Google launches Gemini: multimodal AI that surpasses GPT-4

Google has just launched its project Gemini, which consists of three different AI models, all of which will take on OpenAI's ChatGPT.

Gemini Nano is designed for mobile phones and can run offline on Android devices.
The Gemini Pro is a slightly larger model used for Bard in the United States. The Pro edition is designed to run many of Google's AI services.
Gemini Ultra, which will only be launched in the new year, is the largest model and can perform very complex tasks. The model is designed to run on data centers and enterprise applications.

Common to the models is that they are multimodal, meaning they can simultaneously process text, sound, images, video, and computer code. According to Google, the Gemini Ultra should be better than ChatGPT's best model, the GPT-4, which it should beat in 30 out of 32 benchmarks. Including it would be suitable for advanced reasoning and image understanding.
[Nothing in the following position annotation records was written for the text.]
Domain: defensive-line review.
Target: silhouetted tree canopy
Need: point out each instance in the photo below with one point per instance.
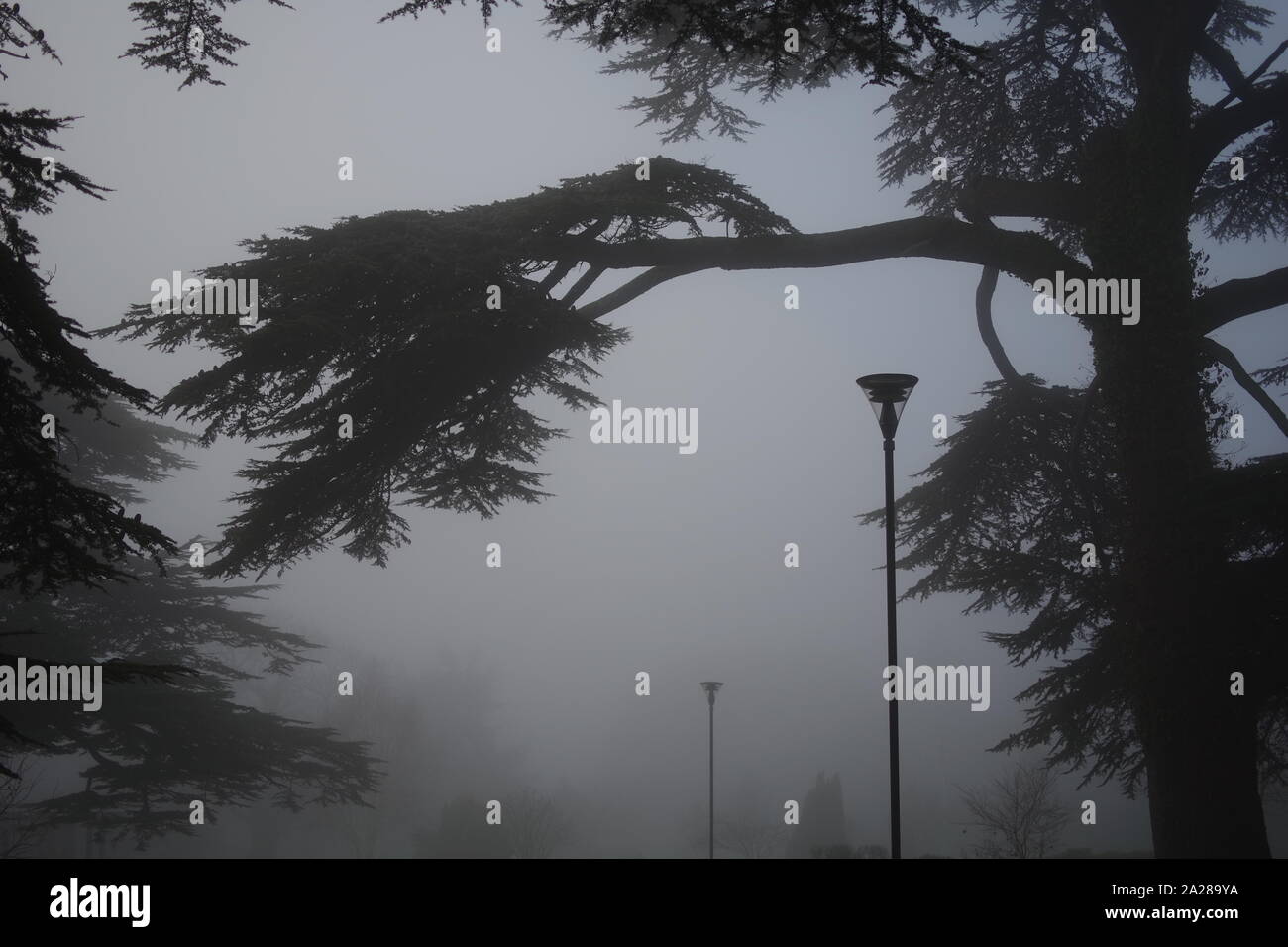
(170, 728)
(53, 532)
(386, 320)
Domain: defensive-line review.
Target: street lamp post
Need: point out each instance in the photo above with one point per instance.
(711, 686)
(888, 395)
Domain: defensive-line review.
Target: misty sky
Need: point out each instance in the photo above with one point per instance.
(645, 560)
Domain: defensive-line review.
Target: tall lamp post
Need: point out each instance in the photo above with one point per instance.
(888, 394)
(711, 686)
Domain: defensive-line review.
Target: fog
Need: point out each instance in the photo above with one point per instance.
(475, 682)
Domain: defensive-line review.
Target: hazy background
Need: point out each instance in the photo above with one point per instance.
(644, 560)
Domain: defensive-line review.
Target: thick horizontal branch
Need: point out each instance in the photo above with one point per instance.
(1237, 298)
(1054, 200)
(634, 289)
(1025, 256)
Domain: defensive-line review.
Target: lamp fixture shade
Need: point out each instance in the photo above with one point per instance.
(888, 395)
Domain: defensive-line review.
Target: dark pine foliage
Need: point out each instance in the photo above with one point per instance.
(384, 318)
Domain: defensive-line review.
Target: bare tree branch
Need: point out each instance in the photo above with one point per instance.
(1237, 298)
(1022, 254)
(1252, 76)
(1216, 129)
(1228, 359)
(1038, 198)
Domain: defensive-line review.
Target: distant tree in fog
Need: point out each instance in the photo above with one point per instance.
(537, 826)
(1020, 814)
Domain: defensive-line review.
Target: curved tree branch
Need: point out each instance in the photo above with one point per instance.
(984, 320)
(1237, 298)
(1216, 129)
(1022, 254)
(1228, 359)
(1054, 200)
(634, 289)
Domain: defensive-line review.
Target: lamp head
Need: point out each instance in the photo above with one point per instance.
(888, 394)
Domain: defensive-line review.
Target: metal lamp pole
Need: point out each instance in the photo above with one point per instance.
(711, 686)
(888, 395)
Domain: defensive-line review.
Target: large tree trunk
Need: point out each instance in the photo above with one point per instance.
(1199, 741)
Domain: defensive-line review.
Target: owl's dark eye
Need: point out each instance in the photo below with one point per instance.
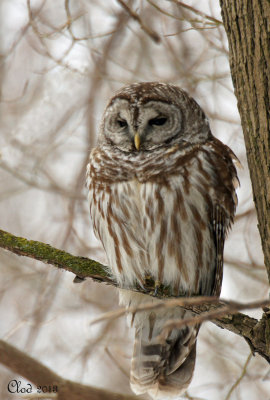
(122, 123)
(157, 121)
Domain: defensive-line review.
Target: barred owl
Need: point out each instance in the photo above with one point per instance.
(162, 197)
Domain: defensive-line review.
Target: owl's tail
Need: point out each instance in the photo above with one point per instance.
(163, 368)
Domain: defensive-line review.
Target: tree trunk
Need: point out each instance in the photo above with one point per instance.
(247, 24)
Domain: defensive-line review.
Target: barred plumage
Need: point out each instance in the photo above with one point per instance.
(162, 196)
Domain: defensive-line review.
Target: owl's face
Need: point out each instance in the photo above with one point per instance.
(146, 116)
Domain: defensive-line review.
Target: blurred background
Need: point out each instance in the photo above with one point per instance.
(60, 63)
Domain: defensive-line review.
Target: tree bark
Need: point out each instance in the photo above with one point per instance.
(247, 24)
(255, 332)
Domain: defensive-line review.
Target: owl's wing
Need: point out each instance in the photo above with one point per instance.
(219, 233)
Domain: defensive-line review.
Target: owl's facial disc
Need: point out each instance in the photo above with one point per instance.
(139, 127)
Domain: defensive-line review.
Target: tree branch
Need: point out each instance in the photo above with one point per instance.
(32, 370)
(255, 332)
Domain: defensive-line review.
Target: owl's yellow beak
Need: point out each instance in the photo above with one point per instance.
(137, 141)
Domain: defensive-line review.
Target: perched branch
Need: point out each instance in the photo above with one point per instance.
(256, 333)
(32, 370)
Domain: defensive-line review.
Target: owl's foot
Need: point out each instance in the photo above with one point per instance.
(157, 286)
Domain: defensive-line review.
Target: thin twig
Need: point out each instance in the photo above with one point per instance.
(153, 35)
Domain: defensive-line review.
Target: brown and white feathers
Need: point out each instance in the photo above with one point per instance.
(162, 196)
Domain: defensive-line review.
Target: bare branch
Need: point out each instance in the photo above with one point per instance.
(26, 366)
(255, 332)
(153, 35)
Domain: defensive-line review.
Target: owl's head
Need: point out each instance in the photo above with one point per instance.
(148, 115)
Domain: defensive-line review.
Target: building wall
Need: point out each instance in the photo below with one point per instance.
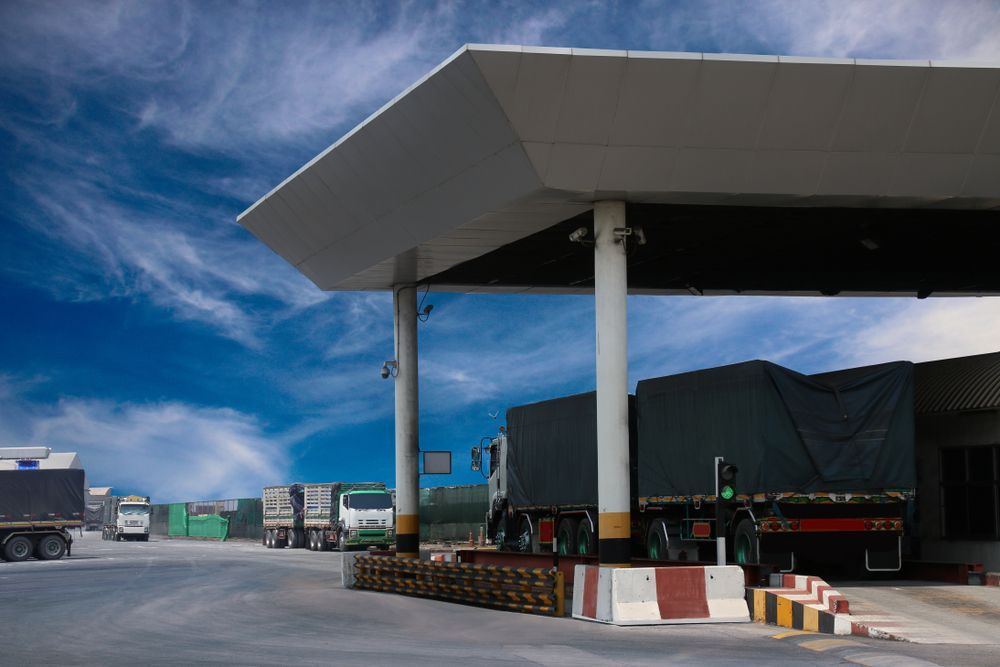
(933, 433)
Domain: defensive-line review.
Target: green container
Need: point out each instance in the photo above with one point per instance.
(209, 525)
(177, 520)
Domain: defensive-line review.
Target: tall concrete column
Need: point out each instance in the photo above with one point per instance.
(610, 293)
(404, 304)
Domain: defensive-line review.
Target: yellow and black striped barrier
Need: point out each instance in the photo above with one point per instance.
(529, 590)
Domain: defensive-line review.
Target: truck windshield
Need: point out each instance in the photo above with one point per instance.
(371, 501)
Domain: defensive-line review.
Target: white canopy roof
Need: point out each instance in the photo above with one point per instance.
(500, 142)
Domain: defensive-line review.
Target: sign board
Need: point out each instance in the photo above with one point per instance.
(437, 463)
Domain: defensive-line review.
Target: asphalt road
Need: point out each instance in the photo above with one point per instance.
(171, 602)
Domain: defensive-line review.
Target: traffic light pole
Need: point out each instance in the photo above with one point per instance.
(720, 522)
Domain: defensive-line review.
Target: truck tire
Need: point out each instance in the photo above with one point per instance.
(657, 540)
(50, 547)
(586, 542)
(566, 536)
(745, 547)
(18, 548)
(526, 537)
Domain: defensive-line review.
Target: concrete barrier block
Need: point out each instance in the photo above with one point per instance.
(659, 595)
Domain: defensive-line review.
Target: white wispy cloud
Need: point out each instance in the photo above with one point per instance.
(170, 450)
(197, 269)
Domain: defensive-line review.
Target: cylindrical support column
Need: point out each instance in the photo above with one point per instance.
(610, 295)
(404, 304)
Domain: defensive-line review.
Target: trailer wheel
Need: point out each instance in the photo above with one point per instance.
(566, 535)
(586, 544)
(18, 548)
(657, 540)
(50, 547)
(745, 544)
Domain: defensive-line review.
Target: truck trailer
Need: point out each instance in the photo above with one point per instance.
(126, 518)
(37, 509)
(826, 467)
(342, 515)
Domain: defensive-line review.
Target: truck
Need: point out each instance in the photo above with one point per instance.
(37, 509)
(126, 518)
(825, 467)
(341, 515)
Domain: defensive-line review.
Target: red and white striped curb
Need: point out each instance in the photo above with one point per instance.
(809, 590)
(659, 595)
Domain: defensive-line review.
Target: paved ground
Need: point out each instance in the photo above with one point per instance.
(928, 613)
(184, 602)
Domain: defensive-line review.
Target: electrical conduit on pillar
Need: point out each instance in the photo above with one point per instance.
(610, 295)
(407, 444)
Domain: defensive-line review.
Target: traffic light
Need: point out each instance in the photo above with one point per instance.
(726, 476)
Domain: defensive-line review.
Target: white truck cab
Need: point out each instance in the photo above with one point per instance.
(367, 518)
(130, 516)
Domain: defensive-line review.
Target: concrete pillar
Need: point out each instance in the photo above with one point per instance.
(610, 293)
(404, 304)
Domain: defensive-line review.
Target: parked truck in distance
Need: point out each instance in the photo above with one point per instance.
(341, 515)
(826, 466)
(37, 507)
(126, 518)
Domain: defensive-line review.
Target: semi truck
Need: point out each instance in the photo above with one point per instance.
(37, 509)
(341, 515)
(826, 467)
(126, 518)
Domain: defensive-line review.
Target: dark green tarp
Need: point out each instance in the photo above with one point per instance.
(786, 432)
(452, 512)
(552, 451)
(41, 496)
(209, 525)
(177, 520)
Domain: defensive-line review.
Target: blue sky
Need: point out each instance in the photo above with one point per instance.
(145, 329)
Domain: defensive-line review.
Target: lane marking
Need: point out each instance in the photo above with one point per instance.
(827, 644)
(791, 633)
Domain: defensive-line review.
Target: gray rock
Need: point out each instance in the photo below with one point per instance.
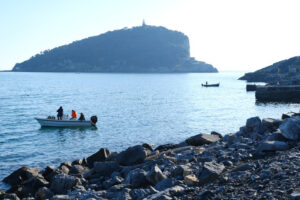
(272, 146)
(165, 194)
(132, 156)
(296, 194)
(210, 172)
(142, 193)
(180, 170)
(271, 123)
(276, 136)
(202, 139)
(136, 178)
(165, 183)
(244, 167)
(61, 183)
(43, 193)
(229, 138)
(217, 134)
(60, 197)
(78, 169)
(155, 175)
(112, 181)
(290, 128)
(253, 122)
(99, 156)
(10, 196)
(166, 147)
(106, 168)
(20, 175)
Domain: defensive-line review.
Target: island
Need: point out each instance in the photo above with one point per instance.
(141, 49)
(259, 161)
(285, 72)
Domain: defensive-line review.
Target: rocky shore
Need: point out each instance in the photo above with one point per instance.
(260, 161)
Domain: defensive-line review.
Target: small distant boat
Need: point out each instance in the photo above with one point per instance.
(48, 122)
(211, 85)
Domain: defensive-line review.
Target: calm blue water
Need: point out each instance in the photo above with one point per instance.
(132, 109)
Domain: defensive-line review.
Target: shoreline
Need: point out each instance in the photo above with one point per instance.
(258, 161)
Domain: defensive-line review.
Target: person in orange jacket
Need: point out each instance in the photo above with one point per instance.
(74, 114)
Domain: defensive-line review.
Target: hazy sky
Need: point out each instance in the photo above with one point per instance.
(231, 34)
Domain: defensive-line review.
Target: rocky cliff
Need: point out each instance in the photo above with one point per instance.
(139, 49)
(260, 161)
(285, 72)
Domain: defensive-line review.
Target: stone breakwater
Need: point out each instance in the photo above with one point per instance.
(260, 161)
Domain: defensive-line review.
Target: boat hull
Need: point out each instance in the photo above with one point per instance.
(63, 123)
(211, 85)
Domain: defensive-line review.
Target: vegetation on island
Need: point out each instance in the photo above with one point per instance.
(139, 49)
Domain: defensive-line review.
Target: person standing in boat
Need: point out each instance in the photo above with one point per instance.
(60, 113)
(81, 118)
(74, 114)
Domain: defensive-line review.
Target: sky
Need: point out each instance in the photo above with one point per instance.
(241, 35)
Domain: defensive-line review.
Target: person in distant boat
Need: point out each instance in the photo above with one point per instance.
(74, 114)
(81, 118)
(60, 113)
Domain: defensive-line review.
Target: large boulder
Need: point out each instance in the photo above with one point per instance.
(21, 175)
(270, 123)
(137, 178)
(210, 171)
(191, 180)
(202, 139)
(99, 156)
(78, 169)
(155, 175)
(290, 128)
(106, 168)
(132, 156)
(166, 147)
(61, 183)
(273, 146)
(253, 122)
(43, 193)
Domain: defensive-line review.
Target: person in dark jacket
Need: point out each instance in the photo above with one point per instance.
(60, 113)
(81, 118)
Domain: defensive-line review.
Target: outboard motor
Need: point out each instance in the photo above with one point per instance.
(94, 120)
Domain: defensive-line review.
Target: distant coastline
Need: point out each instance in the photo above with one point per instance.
(142, 49)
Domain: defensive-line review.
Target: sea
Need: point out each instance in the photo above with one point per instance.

Below, we have collected several examples from the launch of Gemini that relate to teaching.

Scientific articles

This video uses Gemini to read, understand, and filter 200,000 scientific articles to extract crucial scientific information. All during a lunch break.

Programming

In this video, Google demonstrates Gemini's advanced coding skills, including rapid web app prototyping to explore London's train stations. In addition, they also introduced AlphaCode 2, an advanced code generation system that can solve programming problems involving complex mathematics and theoretical computer science.

Mathematics and physics

This video shows Gemini's multimodal capabilities and reasoning ability to examine a handwritten homework sheet. Subsequently, Gemini creates customized explanations and helps users practice questions to help test and expand their knowledge of physics.